We didn’t shy from it. That was a big part of the information that was given last night. And then people have theorized, as they have before, that the dog plays a big part in her self-blame about the incident. All we know as an audience right now is when we left Jack shutting down the house, the dog is downstairs in his little bed and everybody else is upstairs — Jack, Rebecca, Kate, Randall; Kevin is out with Sophie — and the stage is set now for when we come into the next episode. We know that the dog plays a part — somehow.
Kevin is carrying around a lot of guilt about Jack’s death, and now we know why; they never made up from that fight. Given his broken leg, though, shouldn’t Kevin feel grateful that he wasn’t in the house that night, because he probably wouldn’t be alive, either?
Yeah, and also keep in mind that he sleeps in the basement – that’s where the fire started was on the lower level.
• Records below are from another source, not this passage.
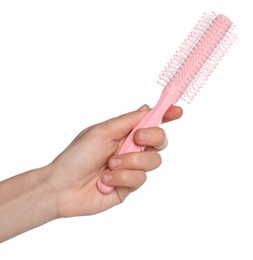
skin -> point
(66, 187)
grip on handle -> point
(151, 119)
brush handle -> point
(152, 119)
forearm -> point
(26, 202)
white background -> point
(65, 65)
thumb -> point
(121, 126)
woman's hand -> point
(74, 173)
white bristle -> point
(187, 47)
(210, 64)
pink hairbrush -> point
(186, 73)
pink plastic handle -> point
(153, 118)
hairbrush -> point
(186, 72)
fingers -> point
(151, 137)
(132, 180)
(129, 170)
(173, 113)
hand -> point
(74, 173)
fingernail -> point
(143, 136)
(143, 108)
(115, 163)
(107, 177)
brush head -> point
(198, 56)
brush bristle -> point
(188, 46)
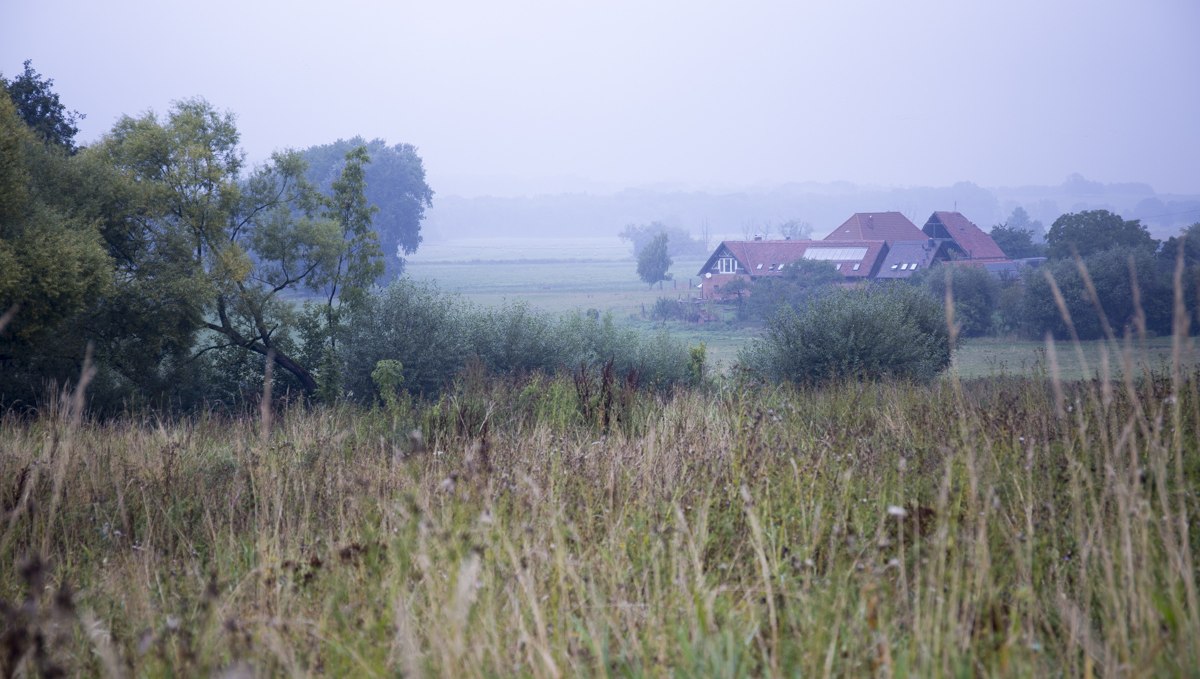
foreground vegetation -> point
(571, 526)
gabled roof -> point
(772, 257)
(906, 257)
(876, 226)
(973, 241)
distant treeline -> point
(822, 205)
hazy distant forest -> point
(237, 439)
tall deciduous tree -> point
(53, 263)
(395, 184)
(39, 106)
(223, 248)
(654, 260)
(1096, 230)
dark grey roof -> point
(906, 257)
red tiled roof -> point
(977, 244)
(876, 226)
(765, 257)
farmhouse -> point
(867, 246)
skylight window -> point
(835, 253)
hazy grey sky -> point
(532, 96)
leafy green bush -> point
(864, 334)
(976, 296)
(436, 336)
(1109, 271)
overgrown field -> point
(561, 527)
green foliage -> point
(654, 259)
(697, 365)
(39, 106)
(436, 337)
(679, 241)
(53, 265)
(1189, 242)
(802, 282)
(1015, 241)
(1096, 230)
(388, 378)
(1110, 274)
(976, 295)
(395, 185)
(887, 331)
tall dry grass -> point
(1011, 526)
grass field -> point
(997, 527)
(1024, 523)
(574, 275)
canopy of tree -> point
(39, 106)
(681, 244)
(395, 184)
(653, 260)
(157, 250)
(1096, 230)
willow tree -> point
(223, 246)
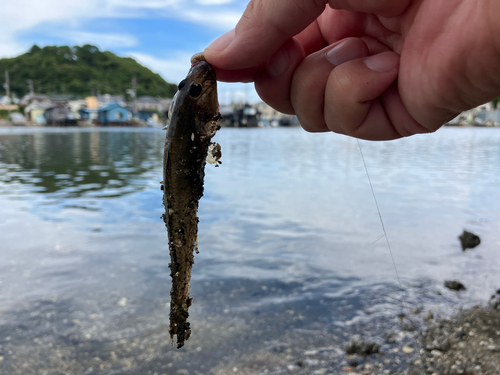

I think that Kevin’s ultimate baggage is about, yes, he had this loaded uncomfortable moment with his father right before he left. He didn’t get any kind of closure. But if you think about Kevin’s character now and where he’s been and what he experiences whenever he talks about his father, it’s interesting to think beyond the final moment he had with Jack. He is the only member of the five-person Pearson family that didn’t experience this colossal [moment], and regardless of what comes out of it next week, that in and of itself is a big, big deal. Even if they had had the loveliest goodbye of all-time — when you think about now starting to look back at other episodes where he’s felt like the “fifth wheel” of this family, is there ever more of a definitive barometer for that than the fact that in the biggest thing to ever happen to this family, he was the one person who wasn’t present, even if it was horrific.
That’s part of what excites me about the next chapter of the show. We have a lot more to learn about Jack; this show goes in really, really interesting and surprising directions. But as an audience member, you always watch the show knowing that he passes away at some point and that makes it extra loaded and sad, but there’s also this mystery of how did he die, when did he die, what were the state of relationships when he died? Once you know all of that and you go back to those 10-year-old kids and just a normal episode touching on Jack, they become different in a way that was always part of my instinct about my show. Not just more emotional or more touching or sadder, but different because you now know everything about where this family is heading, but you’re watching them before or after the storm. That is a different way to peel back, and suddenly you can look at old episodes in a different way.
What are your words of advice for the PR team at Crock-Pot today?
I just literally just sent out a tweet — because I was reading this morning the reactions to the episode — reminding everybody that this was a fictional Crock-Pot with a faulty switch that was 20 years old. So, I don’t think the entire Crock-Pot community should be blamed for this.